(1) Robert Blatchford, Merrie England (1894)
The question of Socialism is the most important and imperative question of the age. It will divide, is now dividing, society into two camps. In which camp will you elect to stand? On the one side there are individualism and competition - leading to a 'great trade' and great miseries. On the other side is justice, without which can come no good, from which can come no evil. On the one hand, are ranged all the sages, all the saints, all the martyrs, all the noble manhood and pure womanhood of the world; on the other hand, are the tyrant, the robber, the man-slayer, the libertine, the usurer, the slave-driver, the drunkard, and the sweater. Choose your party, then, my friend, and let us get to the fighting.
(2) Robert Blatchford, Merrie England (1894)
Socialists do not propose by a single Act of Parliament, nor by a sudden revolution, to put all men on an equality, and
compel them to remain so. Socialism is not a wild dream of a happy land, where the apples will drop off the trees into our open mouths, the fish come out ot the rivers and fry themselves for dinner, and the looms turn out ready-made suits of velvet with gold buttons, without the trouble of coaling the engine. Neither is it a dream of a nation of stained-glass angels, who always love their neighbours better than themselves, and who never need to work unless they wish.
Socialism is a scientific scheme of national organization, entirely wise, just, and practical. It is a kind of national cooperation. Its programme consists, essentially, of one demand, that the land, and all other instruments of production and exchange, shall be the common property of the nation, and shall be used and managed by the nation for the nation.
(3) Philip Snowden, An Autobiography (1934)
In the 1890s Robert Blatchford was attracting recruits to the movement by his vigorous socialist writings. He established The Clarion, a weekly socialist and literary journal, and written Merrie England, a popular textbook on socialism written in the simple and vigorous English of which he was such a master.

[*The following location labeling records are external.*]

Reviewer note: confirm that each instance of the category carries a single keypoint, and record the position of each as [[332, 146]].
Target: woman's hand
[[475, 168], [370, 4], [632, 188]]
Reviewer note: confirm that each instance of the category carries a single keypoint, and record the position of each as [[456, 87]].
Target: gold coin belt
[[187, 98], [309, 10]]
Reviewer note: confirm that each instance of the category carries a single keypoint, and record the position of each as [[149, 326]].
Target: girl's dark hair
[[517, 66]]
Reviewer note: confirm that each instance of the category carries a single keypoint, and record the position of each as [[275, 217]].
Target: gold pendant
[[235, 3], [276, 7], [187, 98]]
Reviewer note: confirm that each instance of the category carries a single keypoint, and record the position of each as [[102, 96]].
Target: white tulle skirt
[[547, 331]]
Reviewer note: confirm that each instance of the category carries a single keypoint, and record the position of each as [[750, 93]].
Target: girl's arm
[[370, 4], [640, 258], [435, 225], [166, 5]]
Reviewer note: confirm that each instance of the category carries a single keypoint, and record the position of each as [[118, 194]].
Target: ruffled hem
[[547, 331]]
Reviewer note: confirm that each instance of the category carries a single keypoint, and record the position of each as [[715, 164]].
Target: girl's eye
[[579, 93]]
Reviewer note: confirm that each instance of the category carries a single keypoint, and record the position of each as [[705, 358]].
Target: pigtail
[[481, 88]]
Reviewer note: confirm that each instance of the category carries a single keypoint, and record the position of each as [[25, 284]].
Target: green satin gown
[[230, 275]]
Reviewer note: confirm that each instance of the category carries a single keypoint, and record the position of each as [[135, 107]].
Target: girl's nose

This book, which extended to two hundred pages, was published in a penny edition, which had a sale of a million copies. No man did more than he to make socialism understood by the ordinary working man. He based his appeal on the principles of human justice. He preached socialism as a system of industrial co-operation for the common good. His arguments and illustrations were drawn from facts and experiences within the knowledge of the common people.